More pointedly, say one needs to decompose
$$ \frac{x^2}{x(x^2-4x+8)} $$
There is no solution in reals $A$ and $B$ such that
$$ \frac{x^2}{x(x^2-4x+8)} = \frac{A}{x} + \frac{B}{x^2-4x+8} \text{.} $$
When you clear the denominators, to match the quadratic coefficients, $A = 1$, but there is no choice of $B$ such that $-4x+8+Bx = 0$. For a solution to exist, you need
$$ \frac{x^2}{x(x^2-4x+8)} = \frac{A}{x} + \frac{Bx + C}{x^2-4x+8} $$
to arrive at $-4x+8+Bx + C = 0$, which does have a solution.
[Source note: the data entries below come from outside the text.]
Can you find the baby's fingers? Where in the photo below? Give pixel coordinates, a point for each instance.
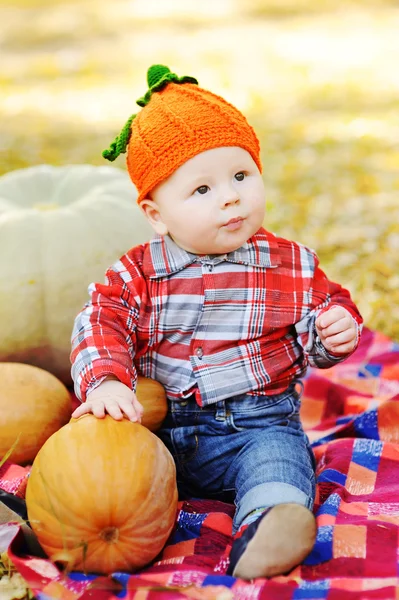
(83, 409)
(128, 408)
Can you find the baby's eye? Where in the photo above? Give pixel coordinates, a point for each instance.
(202, 189)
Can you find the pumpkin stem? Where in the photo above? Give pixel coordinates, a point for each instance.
(120, 143)
(109, 535)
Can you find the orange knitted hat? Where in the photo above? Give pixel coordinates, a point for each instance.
(178, 121)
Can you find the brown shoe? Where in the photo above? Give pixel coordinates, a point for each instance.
(275, 543)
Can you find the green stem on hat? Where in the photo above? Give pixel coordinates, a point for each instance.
(158, 77)
(120, 143)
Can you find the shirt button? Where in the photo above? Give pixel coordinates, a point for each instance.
(199, 352)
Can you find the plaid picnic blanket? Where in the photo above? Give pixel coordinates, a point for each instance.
(351, 414)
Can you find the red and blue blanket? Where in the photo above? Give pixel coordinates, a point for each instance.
(351, 414)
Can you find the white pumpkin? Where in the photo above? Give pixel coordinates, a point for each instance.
(60, 228)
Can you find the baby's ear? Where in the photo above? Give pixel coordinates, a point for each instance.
(152, 214)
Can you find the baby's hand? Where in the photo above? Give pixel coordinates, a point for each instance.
(337, 330)
(114, 398)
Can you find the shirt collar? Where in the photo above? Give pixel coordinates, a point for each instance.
(163, 257)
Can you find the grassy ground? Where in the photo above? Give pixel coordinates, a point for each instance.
(318, 80)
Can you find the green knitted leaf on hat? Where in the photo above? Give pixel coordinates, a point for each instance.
(120, 143)
(158, 77)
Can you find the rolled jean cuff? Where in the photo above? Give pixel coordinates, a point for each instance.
(269, 494)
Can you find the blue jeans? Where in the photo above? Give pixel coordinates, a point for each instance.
(250, 449)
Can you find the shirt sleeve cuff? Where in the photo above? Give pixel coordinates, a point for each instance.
(99, 371)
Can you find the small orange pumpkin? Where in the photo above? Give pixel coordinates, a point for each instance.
(103, 493)
(33, 405)
(152, 396)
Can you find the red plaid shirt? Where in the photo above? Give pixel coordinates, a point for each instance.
(214, 326)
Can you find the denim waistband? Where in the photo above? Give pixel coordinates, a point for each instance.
(221, 408)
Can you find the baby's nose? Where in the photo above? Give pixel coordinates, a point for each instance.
(229, 198)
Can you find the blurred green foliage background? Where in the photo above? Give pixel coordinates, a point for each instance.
(318, 79)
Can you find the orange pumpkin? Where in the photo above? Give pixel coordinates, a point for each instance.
(152, 396)
(33, 405)
(103, 493)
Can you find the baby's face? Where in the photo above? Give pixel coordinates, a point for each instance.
(212, 204)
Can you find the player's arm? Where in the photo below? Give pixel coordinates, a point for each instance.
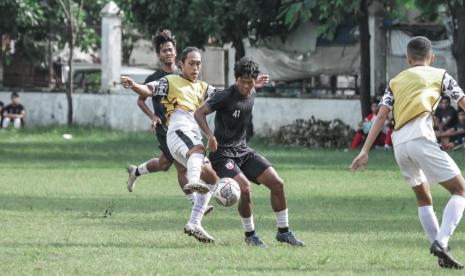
(362, 159)
(201, 117)
(386, 105)
(262, 81)
(143, 106)
(451, 88)
(141, 89)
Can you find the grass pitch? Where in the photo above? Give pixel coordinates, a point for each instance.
(64, 209)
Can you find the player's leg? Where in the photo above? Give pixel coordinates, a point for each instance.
(227, 167)
(451, 217)
(182, 145)
(271, 179)
(260, 170)
(153, 165)
(439, 167)
(162, 163)
(6, 122)
(416, 179)
(17, 123)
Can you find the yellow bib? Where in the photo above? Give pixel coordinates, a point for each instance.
(183, 94)
(416, 90)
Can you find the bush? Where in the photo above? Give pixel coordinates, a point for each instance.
(315, 133)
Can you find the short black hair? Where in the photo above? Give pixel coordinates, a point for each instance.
(246, 67)
(419, 48)
(162, 38)
(445, 98)
(186, 51)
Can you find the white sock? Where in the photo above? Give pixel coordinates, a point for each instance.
(191, 197)
(200, 204)
(450, 219)
(194, 167)
(248, 224)
(282, 219)
(429, 222)
(6, 122)
(142, 168)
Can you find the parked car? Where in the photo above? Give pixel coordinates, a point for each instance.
(87, 76)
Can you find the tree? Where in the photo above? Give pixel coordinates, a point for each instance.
(330, 14)
(72, 23)
(203, 22)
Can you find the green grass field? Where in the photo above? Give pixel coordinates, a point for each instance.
(64, 209)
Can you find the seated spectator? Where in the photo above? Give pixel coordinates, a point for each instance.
(445, 114)
(14, 113)
(384, 138)
(454, 137)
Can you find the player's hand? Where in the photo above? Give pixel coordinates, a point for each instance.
(212, 144)
(262, 81)
(155, 122)
(127, 82)
(359, 162)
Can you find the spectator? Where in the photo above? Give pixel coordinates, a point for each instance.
(384, 137)
(13, 112)
(445, 114)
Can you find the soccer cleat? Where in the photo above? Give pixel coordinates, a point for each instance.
(196, 187)
(198, 232)
(255, 240)
(208, 210)
(289, 238)
(445, 259)
(132, 177)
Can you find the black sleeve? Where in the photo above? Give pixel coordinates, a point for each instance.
(217, 99)
(162, 88)
(151, 78)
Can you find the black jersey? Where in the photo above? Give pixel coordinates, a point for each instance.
(233, 115)
(158, 109)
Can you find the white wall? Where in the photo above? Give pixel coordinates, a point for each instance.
(120, 111)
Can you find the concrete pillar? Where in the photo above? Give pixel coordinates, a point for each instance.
(378, 47)
(111, 47)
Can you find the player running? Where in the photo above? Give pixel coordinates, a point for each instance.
(165, 46)
(181, 95)
(412, 96)
(232, 157)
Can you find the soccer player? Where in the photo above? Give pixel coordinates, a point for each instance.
(165, 46)
(232, 157)
(181, 95)
(413, 96)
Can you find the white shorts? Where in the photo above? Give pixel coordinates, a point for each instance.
(421, 160)
(181, 139)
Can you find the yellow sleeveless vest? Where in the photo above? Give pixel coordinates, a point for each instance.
(183, 94)
(416, 90)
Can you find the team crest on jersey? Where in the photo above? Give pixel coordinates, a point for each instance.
(229, 165)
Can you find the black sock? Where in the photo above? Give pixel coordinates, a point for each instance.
(249, 234)
(283, 230)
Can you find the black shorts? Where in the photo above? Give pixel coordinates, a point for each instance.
(164, 146)
(231, 162)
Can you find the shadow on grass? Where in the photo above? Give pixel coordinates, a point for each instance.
(359, 214)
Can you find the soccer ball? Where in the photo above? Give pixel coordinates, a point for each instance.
(227, 192)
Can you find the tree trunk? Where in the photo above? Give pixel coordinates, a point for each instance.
(365, 98)
(51, 80)
(458, 48)
(69, 91)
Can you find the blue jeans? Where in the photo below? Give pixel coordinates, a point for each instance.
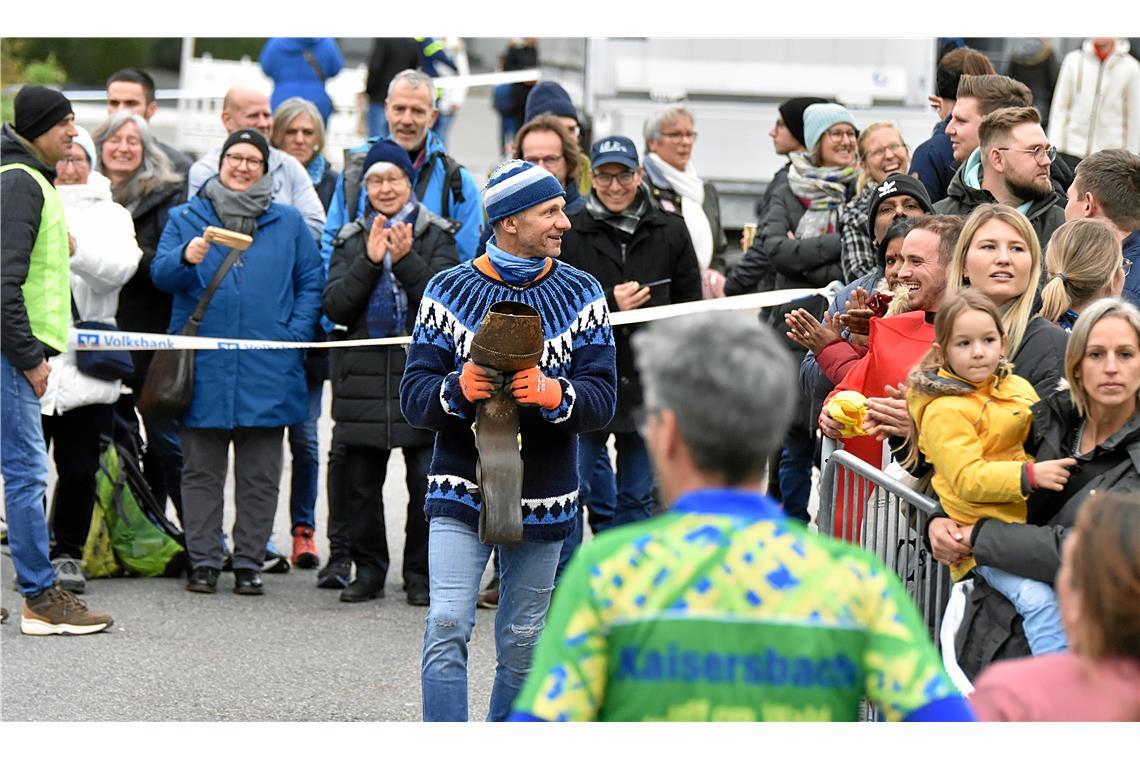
(24, 464)
(377, 122)
(304, 448)
(1036, 603)
(796, 473)
(634, 480)
(456, 562)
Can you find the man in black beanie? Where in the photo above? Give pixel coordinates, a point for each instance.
(752, 274)
(34, 316)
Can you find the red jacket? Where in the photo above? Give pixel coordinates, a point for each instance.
(836, 359)
(895, 344)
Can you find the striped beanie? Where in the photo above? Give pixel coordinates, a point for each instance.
(515, 186)
(822, 116)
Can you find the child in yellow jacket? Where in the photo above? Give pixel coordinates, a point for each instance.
(971, 417)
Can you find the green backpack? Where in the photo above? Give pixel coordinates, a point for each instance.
(130, 523)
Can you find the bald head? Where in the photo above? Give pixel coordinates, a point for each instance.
(245, 107)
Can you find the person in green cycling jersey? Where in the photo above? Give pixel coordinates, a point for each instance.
(723, 609)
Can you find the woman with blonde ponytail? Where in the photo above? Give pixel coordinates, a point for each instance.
(1084, 264)
(998, 254)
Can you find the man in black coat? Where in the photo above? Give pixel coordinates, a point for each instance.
(643, 256)
(380, 266)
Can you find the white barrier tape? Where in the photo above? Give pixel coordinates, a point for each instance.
(90, 340)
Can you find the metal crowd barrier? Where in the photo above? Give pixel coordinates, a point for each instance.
(888, 519)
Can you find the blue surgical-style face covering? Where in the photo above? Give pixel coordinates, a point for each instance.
(513, 269)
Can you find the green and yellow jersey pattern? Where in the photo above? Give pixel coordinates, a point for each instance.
(723, 610)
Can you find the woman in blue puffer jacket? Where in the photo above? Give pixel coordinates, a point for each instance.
(271, 293)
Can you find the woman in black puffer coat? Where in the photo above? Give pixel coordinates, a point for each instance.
(374, 287)
(1105, 441)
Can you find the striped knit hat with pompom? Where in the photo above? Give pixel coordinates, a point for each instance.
(515, 186)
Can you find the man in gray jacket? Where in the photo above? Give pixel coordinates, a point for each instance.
(1011, 166)
(247, 108)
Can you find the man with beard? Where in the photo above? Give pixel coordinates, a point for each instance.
(1011, 166)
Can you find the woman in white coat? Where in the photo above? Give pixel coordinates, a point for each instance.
(1097, 100)
(76, 408)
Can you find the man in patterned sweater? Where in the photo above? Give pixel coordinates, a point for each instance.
(571, 391)
(723, 609)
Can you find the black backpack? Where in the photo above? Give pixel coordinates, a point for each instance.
(130, 530)
(453, 181)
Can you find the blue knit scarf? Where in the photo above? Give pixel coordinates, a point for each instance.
(514, 270)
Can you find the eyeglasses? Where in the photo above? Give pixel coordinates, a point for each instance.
(237, 162)
(545, 161)
(1037, 153)
(395, 180)
(625, 179)
(894, 147)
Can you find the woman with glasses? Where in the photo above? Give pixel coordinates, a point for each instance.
(882, 152)
(1084, 264)
(145, 182)
(675, 187)
(241, 397)
(800, 235)
(380, 266)
(299, 131)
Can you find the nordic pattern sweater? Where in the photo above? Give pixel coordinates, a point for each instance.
(578, 352)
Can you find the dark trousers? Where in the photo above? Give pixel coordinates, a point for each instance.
(74, 439)
(796, 472)
(258, 455)
(338, 525)
(361, 487)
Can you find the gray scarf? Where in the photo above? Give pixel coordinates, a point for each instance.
(239, 211)
(625, 221)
Now, as to your particular problem ... Clearing denominators, we have \begin{align*}
2s^2+5s+12 &= \frac{a (s^2+2s+10)(s+2)}{s+2}+\frac {(b+cs)(s^2+2s+10)(s+2)}{s^2+2s+10} \\
&= a (s^2+2s+10) + (b+cs)(s+2) \\
&= (as^2 + 2as + 10a) + (b(s+2)+cs(s+2)) \\
&= (as^2 + 2as + 10a) + (bs+2b+cs^2 + 2cs) \\
&= (a+c) s^2 + (2a + b + 2c)s + (10a + 2b) \text{.}
\end{align*}
For two polynomials (real or complex) to agree, they must agree in each coefficient, so we have the system
\begin{align*}
a + c &= 2 \\
2a+b+2c &= 5 \\
10a+2b &= 12
\end{align*}
Subtracting two copies of the second from the first, $b = 1$. Using that in the third, $a = 1$. Using that in the first, $c = 1$. Therefore,
$$ \frac {2s^2+5s+12}{(s+2)(s^2+2s+10)} = \frac{1}{s+2} + \frac{s+1}{s^2+2s+10} \text{.} $$
That's the real decomposition. Continuing, using the complex factoring
$$ s^2+2s+10 = (s - (-1-3\mathrm{i}))(s - (-1+3\mathrm{i})) \text{,} $$
$$ \frac{s+1}{s^2+2s+10} = \frac{d}{s - (-1-3\mathrm{i}))} + \frac{e}{s - (-1+3\mathrm{i}))} \text{.} $$
Clearing denominators, we obtain
\begin{align*}
s+1 &= \frac{d(s^2+2s+10)}{s - (-1-3\mathrm{i}))} + \frac{e(s^2+2s+10)}{s - (-1+3\mathrm{i}))} \\
&= d(s - (-1+3\mathrm{i})) + e(s - (-1-3\mathrm{i})) \\
&= ds - d(-1+3\mathrm{i})) + es - e(-1-3\mathrm{i})) \\
&= (d+e)s +d -3d\mathrm{i} + es + e +3e\mathrm{i} \\
\end{align*}
Again equating coefficients, \begin{align*}
d+e &= 1 \\
d+e + 3(-d+e)\mathrm{i} &= 1 + 0 \mathrm{i} \text{.}
\end{align*}
Subtracting the first of these from the second, $3(-d+e)\mathrm{i} = 0$, forcing $d = e$. Then the first gives $d = e = 1/2$.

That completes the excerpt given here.